Atmospheric Sciences & Global Change
World-renowned Expert Discusses Super-Parameterization
Representing clouds in global climate models
The impacts of climate change are already affecting human and environmental systems worldwide. Dr. David Randall, professor of Atmospheric Science at Colorado State University, has spent decades working on cloud processes and how they affect the climate. Dr. Randall showed that it is possible to produce a more accurate picture of the role of clouds on climate than typically portrayed in traditional climate models, using a novel technique called "super-parameterization." His talk on March 17th was part of the PNNL Frontiers in Global Change Seminar Series. The seminars, held at Pacific Northwest National Laboratory, allow experts to share results of studies and novel ideas in global climate change.
Not your typical model: Typical Global Climate Models (GCMs) have difficulty showing how clouds and aerosols-tiny natural and manmade bits of dirt, soot and other particles in the air—influence the Earth's climate. GCMs represent various fields in the model, like temperature, winds, clouds and humidity in the atmosphere, by laying out a grid over the earth, dividing it into a lot of boxes. Then GCMs use equations to predict the evolution of the fields in each grid box. It is easier to produce an accurate picture of the atmosphere when the boxes are small. But to make it feasible to perform a climate calculation over the whole globe for decades or centuries, it is ideal to minimize the number of boxes covering the earth.

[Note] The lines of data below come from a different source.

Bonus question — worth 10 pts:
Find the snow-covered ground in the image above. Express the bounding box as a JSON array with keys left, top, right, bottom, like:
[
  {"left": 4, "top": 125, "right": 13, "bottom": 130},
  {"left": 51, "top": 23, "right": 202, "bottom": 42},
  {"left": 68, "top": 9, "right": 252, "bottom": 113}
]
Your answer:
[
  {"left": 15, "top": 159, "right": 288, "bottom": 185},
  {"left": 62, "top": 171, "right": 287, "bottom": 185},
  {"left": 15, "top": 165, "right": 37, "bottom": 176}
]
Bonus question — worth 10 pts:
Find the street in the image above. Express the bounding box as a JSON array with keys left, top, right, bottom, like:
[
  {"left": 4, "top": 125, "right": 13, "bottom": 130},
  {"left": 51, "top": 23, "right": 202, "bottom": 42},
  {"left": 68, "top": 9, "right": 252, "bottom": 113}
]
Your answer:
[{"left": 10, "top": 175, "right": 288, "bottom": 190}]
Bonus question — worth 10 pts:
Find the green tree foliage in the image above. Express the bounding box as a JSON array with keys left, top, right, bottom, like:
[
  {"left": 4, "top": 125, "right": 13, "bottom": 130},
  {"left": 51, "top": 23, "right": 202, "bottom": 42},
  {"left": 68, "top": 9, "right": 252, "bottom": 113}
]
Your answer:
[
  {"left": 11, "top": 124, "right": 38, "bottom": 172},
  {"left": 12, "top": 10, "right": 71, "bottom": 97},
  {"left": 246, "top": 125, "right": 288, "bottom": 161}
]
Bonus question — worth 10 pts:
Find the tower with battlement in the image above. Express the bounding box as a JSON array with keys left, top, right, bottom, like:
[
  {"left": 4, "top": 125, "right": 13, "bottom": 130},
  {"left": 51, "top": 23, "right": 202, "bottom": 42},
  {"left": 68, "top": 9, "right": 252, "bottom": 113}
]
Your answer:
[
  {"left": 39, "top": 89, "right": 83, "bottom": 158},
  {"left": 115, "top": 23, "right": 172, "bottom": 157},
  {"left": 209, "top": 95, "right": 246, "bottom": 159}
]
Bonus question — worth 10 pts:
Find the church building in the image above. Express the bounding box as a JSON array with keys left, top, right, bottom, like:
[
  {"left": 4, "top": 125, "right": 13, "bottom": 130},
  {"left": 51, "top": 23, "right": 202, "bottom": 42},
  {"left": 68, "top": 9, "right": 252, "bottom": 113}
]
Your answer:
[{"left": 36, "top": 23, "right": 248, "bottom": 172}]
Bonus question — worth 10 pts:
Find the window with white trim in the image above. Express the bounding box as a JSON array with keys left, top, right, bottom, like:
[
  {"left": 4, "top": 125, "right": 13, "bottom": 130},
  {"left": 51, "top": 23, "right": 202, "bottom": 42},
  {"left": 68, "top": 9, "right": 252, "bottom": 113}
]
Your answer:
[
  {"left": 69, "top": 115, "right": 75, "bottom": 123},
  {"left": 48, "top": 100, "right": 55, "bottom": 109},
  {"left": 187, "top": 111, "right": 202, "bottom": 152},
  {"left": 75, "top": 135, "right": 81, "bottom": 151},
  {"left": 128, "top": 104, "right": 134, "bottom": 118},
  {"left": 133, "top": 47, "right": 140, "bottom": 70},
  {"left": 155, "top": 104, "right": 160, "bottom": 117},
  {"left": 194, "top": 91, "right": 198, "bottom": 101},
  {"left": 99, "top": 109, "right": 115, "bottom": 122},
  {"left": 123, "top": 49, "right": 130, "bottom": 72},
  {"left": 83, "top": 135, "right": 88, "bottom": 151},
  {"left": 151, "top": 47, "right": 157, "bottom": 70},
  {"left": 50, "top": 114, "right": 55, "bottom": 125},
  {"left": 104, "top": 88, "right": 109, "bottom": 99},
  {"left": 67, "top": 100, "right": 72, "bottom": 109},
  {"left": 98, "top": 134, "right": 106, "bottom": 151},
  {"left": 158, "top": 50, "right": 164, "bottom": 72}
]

Typical climate models divide the atmosphere into boxes about 200 by 200 kilometers (about 124 miles) horizontally, and by 100-2000 meters (300 feet to a mile or so) vertically. But important climate features such as clouds can be a few kilometers horizontally in size, making them small blips on the large boxes used in global models. Scientists resolve this dilemma by using special representations of clouds—called cloud parameterizations—that are designed to represent the effect of these small features in big GCM boxes. Cloud parameterizations work to describe the "ensemble average" effect of clouds by using simple rules to represent the effects of those clouds within each grid box. Over the last 40 years, cloud parameterizations have been an area of intense focus and on-going concern for climate modelers.
Adding the super in parameterization: Dr. Randall, along with his colleagues, has been exploring another path for representing clouds called a "super-parameterization." The super-parameterization tries to achieve a compromise between treating clouds as an ensemble, and resolving individual clouds. It achieves this by inserting a two-dimensional slice of a higher resolution model inside each bigger GCM box. The two-dimensional "cloud-resolving model" (CRM) consists of a set of columns spaced about 4 kilometers apart inside each GCM column. Though the CRM is very rough and does not really resolve clouds, it does use appropriate fundamental equations to describe basic cloud motions rather than the simpler formulations used in traditional GCMs. Super-parameterizations are used as the basis for increasing the accuracy of climate models that can be run more efficiently to simulate climate at a lower cost than a true global CRM, but more realistically than a traditional climate model.
"This method of representing clouds shows real promise. It addresses an area where we have real issues with traditional techniques," said Dr. Phil Rasch, Laboratory Fellow and Chief Scientist for Climate Science at PNNL.
What makes the Cloud-Resolving Model work: Including the super-parameterization component to the CRM provides researchers with a more accurate simulation and fewer approximations than used in traditional climate models. The model that includes the super-parameterization produces a realistic 30- to 60-day oscillation known as a Madden-Julian oscillation, an important feature in the tropical atmosphere. It also produces other climate features that are difficult for traditional climate models to simulate.
"We know that simulation is not the same as understanding, but it can help us to achieve understanding," said Dr. Randall.
Bio: Dr. David Randall is a Professor of Atmospheric Science at Colorado State University, and is the Director of the Center for Multiscale Modeling of Atmospheric Processes at National Science Foundation's Science and Technology Centers. He has published over 175 refereed journal articles. He has chaired or co-chaired the science teams of federally sponsored research projects, including the ARM Science Team, as well as numerous panels and boards. Among his awards, he has received NASA's Medal for Exceptional Scientific Achievement, the Meisinger Award of the American Meteorological Society, and NASA's Medal for Distinguished Public Service.